You see this across technologies all the time. Engineers overvalue simplicity, which leads them to pick the lightweight framework (e.g. Flask vs Django, Sinatra vs Rails). The project grows in complexity and they end up having to reinvent the more full featured framework.
This has only ever made sense when Django is not being used as a web framework. A person may want to use just the templating engine in a script, or the ORM in another framework. I could see how installing all of Django in those scenarios to use some small portion of it could be considered bloat.
It is imaginable that Django the web framework could be made up of sub-packages for the admin, templates, ORM, etc, but it was created at a time where Python package managers didn't really exist. Being a single package was (and probably still is) easier.
Bloat, like beauty, is often in the eyes of the beholder. Always ask: "By what measure?" or "Compared to what?"
Django is large, encompassing, and opinionated, so much "bigger" than "micro" web frameworks like Flask. But it's comparable in scope and cohesion to other "batteries-included" web frameworks such as Ruby on Rails or Laravel for PHP. As always, YMMV.
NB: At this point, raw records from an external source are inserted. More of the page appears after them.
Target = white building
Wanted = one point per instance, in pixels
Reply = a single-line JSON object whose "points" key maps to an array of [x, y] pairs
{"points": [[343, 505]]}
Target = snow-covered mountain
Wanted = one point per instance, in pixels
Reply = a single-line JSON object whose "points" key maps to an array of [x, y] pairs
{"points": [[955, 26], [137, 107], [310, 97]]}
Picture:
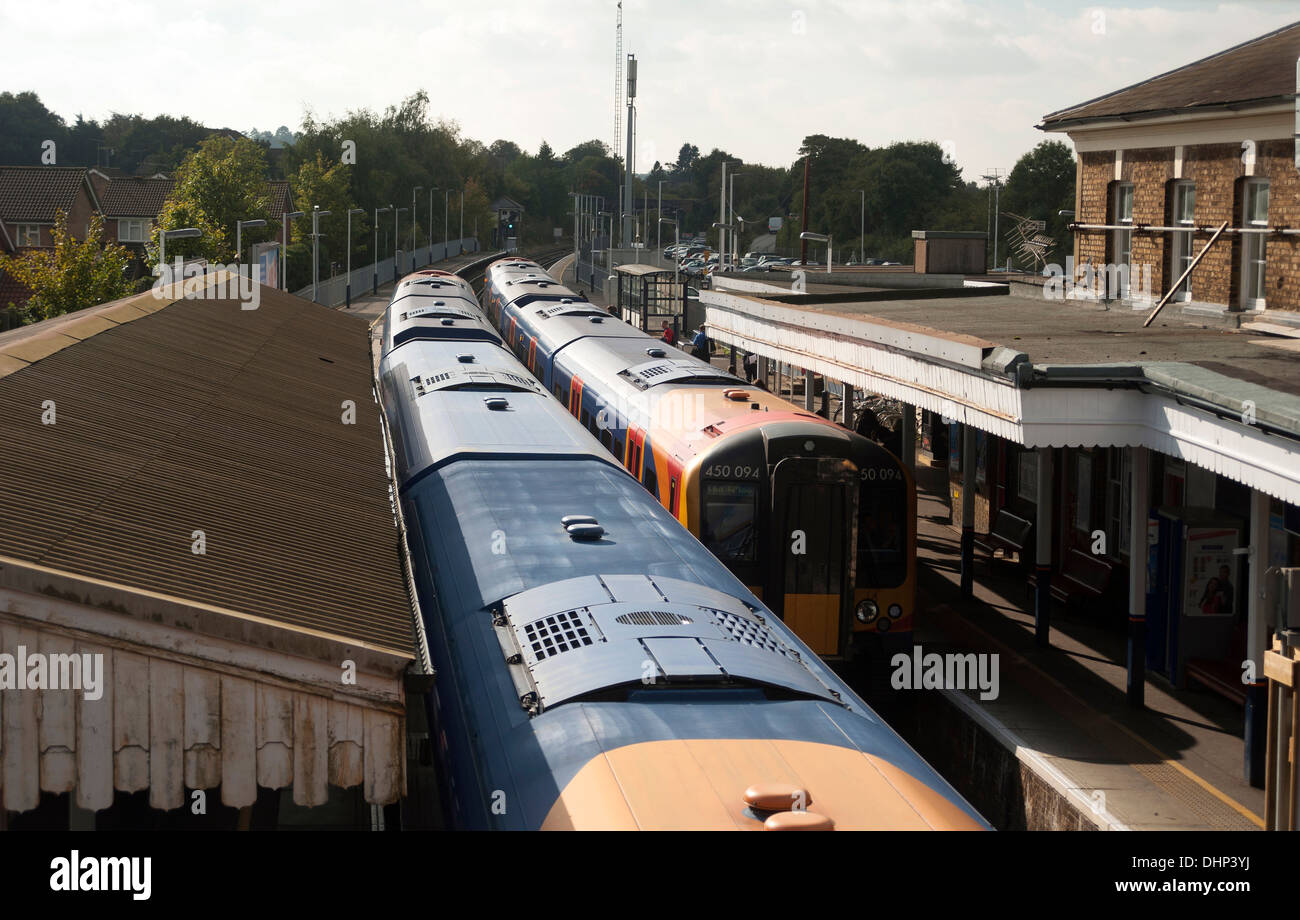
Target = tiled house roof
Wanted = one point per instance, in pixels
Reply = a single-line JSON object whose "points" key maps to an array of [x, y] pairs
{"points": [[37, 192], [135, 196], [1259, 72]]}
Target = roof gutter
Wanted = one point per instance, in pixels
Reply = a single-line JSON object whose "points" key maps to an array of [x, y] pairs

I assume they are talking about how Django contains lots of stuff by default, whereas many other "frameworks" include much less. E.g. Flask doesn't come with a database layer, or session management, or pretty much anything.
Now if that constitutes "bloat" or "fully-featured so I don't need to coble lots of libraries together" is a matter of taste and use case.
There are devs out there who obsess over making sure their builds/programs/whatever are small in terms of bytes so they don't like anything that imports more than they need.
Django has everything. It is "batteries included." Well, many devs find many of those batteries to be useless, a.k.a bloat.